Illinoisans have another reason to worry about their future – their state government is unprepared for the next recession. That means when the national economy finally slows, Illinoisans will get hit far harder than residents nationally.
A new report by Moody’s Investors Service finds Illinois and New Jersey are the two weakest-prepared states in the country for whatever financial damage the next recession will cause.
The warning of sorts is yet another reminder that Illinois needs deep structural reforms, including an amendment to the pension protection clause, to restore financial stability and flexibility to the state.
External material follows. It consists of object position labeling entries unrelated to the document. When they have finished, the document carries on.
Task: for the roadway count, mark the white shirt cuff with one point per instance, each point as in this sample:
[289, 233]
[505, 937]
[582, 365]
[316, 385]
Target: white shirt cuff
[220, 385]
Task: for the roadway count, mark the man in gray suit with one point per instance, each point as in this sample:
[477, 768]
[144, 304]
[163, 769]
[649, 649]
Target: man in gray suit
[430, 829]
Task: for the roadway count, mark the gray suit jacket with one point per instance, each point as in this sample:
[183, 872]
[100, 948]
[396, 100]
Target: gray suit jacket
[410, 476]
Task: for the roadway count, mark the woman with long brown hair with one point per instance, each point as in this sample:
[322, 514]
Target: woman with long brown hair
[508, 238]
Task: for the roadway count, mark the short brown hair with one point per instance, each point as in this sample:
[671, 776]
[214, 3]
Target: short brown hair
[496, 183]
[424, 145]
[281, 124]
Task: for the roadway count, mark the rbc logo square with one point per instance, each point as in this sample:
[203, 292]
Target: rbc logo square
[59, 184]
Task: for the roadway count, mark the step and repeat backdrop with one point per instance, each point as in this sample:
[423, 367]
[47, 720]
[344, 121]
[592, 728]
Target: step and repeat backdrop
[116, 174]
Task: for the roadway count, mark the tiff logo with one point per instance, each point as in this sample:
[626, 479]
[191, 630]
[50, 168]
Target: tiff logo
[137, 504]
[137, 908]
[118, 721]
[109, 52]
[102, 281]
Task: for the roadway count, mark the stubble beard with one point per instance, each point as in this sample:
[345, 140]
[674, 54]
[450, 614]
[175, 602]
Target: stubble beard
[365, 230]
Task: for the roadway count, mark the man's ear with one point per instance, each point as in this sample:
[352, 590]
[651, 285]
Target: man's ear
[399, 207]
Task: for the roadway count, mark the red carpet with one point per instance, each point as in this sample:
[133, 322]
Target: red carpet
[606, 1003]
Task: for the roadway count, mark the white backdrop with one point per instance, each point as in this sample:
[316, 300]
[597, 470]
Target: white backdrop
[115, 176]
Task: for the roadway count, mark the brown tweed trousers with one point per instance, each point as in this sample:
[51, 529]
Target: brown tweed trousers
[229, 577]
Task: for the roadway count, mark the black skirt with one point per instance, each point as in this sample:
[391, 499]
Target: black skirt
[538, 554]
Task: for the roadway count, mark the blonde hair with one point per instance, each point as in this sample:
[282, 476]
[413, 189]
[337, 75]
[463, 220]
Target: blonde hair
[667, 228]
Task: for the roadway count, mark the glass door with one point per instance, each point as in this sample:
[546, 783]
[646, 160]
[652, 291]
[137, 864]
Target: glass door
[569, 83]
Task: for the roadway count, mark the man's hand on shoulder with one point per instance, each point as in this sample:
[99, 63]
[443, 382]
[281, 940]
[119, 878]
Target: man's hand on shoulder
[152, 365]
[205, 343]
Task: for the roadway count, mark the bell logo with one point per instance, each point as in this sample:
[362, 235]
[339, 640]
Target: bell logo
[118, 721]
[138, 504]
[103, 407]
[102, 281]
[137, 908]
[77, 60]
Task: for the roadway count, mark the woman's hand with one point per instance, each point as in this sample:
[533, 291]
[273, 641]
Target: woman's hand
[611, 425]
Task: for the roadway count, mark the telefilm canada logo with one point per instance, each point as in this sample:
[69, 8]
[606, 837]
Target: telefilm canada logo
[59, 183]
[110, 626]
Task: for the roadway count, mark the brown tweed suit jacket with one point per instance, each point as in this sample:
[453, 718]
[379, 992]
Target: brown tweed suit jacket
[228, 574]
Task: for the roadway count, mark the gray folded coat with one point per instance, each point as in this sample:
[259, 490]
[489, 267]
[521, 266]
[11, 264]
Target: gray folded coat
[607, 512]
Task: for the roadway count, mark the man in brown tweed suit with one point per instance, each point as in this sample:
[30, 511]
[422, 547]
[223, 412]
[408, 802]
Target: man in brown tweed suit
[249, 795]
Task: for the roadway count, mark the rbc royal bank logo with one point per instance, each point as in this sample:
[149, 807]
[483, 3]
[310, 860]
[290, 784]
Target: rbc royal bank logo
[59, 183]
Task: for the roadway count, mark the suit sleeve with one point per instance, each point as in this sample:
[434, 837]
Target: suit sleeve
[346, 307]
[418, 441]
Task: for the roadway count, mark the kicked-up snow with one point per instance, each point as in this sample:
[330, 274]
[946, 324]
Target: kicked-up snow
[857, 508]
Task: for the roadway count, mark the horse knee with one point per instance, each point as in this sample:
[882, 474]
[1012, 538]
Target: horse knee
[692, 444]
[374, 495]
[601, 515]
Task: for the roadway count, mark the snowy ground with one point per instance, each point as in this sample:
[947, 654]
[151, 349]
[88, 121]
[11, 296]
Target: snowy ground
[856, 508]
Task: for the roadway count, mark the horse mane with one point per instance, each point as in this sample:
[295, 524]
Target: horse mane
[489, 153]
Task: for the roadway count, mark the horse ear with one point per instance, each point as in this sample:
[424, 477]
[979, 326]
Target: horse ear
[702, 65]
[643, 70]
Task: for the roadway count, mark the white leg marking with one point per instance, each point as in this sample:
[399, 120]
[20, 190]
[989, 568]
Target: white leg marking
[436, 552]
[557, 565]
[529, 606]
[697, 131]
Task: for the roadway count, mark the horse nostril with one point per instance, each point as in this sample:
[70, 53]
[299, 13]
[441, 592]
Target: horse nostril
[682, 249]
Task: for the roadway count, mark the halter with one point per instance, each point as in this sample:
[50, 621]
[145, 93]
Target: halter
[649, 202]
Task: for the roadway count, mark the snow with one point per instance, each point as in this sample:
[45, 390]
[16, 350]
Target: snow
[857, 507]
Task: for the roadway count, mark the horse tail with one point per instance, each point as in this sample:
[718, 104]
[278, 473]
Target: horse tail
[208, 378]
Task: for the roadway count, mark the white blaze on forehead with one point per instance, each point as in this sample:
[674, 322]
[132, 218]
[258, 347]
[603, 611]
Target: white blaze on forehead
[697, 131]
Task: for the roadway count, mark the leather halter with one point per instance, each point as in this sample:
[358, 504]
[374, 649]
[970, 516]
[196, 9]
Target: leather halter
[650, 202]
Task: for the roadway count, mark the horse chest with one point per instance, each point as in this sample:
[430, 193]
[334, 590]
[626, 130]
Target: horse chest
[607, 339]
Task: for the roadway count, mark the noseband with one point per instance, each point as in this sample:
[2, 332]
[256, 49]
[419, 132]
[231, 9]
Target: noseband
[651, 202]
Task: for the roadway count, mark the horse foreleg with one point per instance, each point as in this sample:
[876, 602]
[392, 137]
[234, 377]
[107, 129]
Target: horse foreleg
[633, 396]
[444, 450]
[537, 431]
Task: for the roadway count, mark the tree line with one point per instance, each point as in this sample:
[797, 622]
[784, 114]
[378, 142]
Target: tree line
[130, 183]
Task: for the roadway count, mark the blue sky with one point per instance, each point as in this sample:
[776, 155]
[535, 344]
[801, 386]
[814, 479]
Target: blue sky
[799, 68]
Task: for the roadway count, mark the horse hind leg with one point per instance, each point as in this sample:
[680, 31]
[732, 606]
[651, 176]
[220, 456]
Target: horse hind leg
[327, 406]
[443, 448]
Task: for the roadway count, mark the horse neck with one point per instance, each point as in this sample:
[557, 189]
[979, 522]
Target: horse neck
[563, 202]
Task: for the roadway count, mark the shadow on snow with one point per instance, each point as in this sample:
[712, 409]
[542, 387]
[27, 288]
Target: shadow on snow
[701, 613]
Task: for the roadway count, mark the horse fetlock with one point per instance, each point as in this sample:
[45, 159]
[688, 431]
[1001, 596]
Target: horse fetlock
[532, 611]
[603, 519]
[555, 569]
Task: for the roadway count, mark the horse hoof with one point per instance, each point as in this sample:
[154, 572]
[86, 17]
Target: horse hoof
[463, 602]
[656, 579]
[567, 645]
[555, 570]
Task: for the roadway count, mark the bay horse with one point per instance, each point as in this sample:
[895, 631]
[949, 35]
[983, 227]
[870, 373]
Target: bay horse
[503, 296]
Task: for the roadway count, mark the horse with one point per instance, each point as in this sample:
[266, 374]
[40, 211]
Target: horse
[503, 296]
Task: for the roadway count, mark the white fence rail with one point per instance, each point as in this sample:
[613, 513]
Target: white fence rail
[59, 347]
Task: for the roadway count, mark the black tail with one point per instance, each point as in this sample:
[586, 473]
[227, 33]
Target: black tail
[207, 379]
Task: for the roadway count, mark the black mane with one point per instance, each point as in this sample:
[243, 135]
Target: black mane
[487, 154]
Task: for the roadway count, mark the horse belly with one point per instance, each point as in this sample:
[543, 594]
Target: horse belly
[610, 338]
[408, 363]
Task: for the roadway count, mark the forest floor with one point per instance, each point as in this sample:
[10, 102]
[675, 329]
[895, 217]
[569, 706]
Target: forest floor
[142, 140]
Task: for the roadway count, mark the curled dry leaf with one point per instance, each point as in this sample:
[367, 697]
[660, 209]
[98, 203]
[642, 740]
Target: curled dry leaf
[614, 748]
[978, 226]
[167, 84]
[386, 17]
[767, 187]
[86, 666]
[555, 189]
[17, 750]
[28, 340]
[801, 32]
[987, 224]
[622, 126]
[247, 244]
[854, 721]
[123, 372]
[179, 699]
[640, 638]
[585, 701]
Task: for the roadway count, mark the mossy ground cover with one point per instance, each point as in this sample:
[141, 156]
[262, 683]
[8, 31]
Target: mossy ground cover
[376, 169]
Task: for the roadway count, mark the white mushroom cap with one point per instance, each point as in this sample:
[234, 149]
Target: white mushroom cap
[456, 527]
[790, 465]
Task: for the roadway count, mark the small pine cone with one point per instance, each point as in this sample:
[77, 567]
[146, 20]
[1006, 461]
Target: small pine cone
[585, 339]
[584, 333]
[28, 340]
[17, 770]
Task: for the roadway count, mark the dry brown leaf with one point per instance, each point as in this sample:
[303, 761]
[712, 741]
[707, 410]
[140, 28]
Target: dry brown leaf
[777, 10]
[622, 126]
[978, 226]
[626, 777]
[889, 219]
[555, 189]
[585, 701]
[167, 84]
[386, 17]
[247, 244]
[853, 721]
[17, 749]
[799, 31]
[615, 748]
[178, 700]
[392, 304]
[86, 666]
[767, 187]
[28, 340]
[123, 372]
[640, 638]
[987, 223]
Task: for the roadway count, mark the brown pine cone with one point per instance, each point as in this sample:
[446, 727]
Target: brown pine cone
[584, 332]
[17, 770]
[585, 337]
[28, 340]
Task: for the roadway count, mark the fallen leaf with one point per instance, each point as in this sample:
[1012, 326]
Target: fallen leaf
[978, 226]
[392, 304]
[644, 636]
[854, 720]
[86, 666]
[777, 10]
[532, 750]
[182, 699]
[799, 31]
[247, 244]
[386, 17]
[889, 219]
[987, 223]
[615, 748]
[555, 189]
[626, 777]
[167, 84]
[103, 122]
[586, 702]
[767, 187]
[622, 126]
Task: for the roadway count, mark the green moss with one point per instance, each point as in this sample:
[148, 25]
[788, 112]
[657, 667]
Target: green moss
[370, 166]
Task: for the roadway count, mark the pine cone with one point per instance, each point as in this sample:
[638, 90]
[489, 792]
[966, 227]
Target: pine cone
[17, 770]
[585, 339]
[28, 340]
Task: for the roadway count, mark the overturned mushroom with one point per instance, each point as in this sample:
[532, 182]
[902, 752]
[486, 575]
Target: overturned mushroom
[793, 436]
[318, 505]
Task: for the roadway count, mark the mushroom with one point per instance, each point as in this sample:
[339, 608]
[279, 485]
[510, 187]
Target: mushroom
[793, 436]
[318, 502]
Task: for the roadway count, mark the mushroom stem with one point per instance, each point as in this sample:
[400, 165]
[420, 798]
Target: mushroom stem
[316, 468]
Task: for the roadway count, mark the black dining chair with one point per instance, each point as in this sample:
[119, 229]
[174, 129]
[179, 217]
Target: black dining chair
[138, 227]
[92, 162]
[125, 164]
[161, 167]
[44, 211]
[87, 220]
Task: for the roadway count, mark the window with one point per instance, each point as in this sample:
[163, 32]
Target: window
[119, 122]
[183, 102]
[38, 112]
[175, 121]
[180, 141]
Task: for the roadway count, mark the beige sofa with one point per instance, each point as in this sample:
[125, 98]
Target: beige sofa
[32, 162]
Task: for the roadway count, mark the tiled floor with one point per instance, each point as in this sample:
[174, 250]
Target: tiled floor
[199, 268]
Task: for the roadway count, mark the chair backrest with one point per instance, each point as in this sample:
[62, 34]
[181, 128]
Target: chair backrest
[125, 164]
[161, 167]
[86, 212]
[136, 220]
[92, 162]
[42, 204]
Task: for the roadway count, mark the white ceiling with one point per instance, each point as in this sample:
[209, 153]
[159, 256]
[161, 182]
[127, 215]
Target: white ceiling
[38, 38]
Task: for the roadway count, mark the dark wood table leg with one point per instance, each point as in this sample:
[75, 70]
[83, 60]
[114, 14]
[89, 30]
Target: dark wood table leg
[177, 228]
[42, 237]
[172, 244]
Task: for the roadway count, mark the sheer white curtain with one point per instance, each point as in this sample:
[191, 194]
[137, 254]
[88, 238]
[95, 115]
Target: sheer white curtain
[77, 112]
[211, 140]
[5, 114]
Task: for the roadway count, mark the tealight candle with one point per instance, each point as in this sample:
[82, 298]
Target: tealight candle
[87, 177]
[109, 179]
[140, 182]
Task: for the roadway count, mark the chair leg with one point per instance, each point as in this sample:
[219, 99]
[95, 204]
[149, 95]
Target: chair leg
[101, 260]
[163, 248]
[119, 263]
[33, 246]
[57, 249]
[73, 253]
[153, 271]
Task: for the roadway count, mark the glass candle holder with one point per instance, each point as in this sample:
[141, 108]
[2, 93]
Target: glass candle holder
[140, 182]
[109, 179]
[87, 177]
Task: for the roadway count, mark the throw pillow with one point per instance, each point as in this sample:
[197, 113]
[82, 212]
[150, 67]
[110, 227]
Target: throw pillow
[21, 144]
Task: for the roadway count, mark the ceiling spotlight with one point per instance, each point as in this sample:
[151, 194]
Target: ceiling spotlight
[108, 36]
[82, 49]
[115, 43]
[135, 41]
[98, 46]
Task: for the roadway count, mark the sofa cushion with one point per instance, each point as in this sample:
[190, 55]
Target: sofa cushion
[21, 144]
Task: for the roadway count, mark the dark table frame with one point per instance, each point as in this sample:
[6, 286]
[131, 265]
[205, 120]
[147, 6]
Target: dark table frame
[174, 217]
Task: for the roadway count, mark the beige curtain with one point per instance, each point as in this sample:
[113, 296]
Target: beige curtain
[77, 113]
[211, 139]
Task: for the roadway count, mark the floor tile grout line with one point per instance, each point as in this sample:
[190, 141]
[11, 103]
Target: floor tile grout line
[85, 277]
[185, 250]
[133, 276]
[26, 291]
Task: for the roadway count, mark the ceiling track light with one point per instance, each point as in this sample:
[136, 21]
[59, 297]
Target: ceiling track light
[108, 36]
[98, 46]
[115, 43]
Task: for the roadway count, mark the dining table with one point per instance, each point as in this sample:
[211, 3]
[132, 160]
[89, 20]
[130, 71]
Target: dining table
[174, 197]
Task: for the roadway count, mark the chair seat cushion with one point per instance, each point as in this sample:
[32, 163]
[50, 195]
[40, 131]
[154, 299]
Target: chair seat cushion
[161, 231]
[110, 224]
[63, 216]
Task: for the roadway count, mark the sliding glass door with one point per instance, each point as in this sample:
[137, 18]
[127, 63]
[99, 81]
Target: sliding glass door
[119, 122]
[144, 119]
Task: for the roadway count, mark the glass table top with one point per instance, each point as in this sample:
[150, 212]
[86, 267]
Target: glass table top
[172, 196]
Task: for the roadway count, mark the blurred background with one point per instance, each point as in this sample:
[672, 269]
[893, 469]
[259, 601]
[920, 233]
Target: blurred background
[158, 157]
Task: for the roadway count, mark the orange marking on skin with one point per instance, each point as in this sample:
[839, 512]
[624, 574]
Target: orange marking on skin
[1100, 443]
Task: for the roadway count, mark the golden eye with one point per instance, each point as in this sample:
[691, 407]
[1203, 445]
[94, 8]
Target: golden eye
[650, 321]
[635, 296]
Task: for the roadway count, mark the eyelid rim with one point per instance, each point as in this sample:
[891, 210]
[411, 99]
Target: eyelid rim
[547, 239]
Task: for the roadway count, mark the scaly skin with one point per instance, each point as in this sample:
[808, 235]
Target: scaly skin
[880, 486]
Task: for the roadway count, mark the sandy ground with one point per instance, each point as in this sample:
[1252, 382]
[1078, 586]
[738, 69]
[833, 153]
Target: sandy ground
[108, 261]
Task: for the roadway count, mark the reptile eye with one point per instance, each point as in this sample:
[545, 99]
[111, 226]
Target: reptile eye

And it’s a further condemnation that Illinois’ business as usual – more taxes, more borrowing and pension can-kicking – have brought Illinois to the brink of a junk credit rating.
Moody’s measured four key factors in arriving at its conclusions: revenue volatility, reserves, financial flexibility and pension risk.
Here’s what they said:
“Our new criteria shows 22 states strongly prepared for the next recession, with 26 states moderately prepared, and two – Illinois (rated Baa3/stable outlook) and New Jersey (A3/stable) – weaker in recession preparedness.”
‘While current economic conditions are strong, states are aware that a downturn will come eventually and are building reserves to prepare,’ said Emily Raimes, Vice President and Senior Credit Officer at Moody’s. ‘While most states have healthy reserves and inherently strong fiscal flexibility, Illinois and New Jersey both have low levels of reserves relative to the potential revenue decline in our recession scenario. In addition, they both show weakness in their pension risk scores.'”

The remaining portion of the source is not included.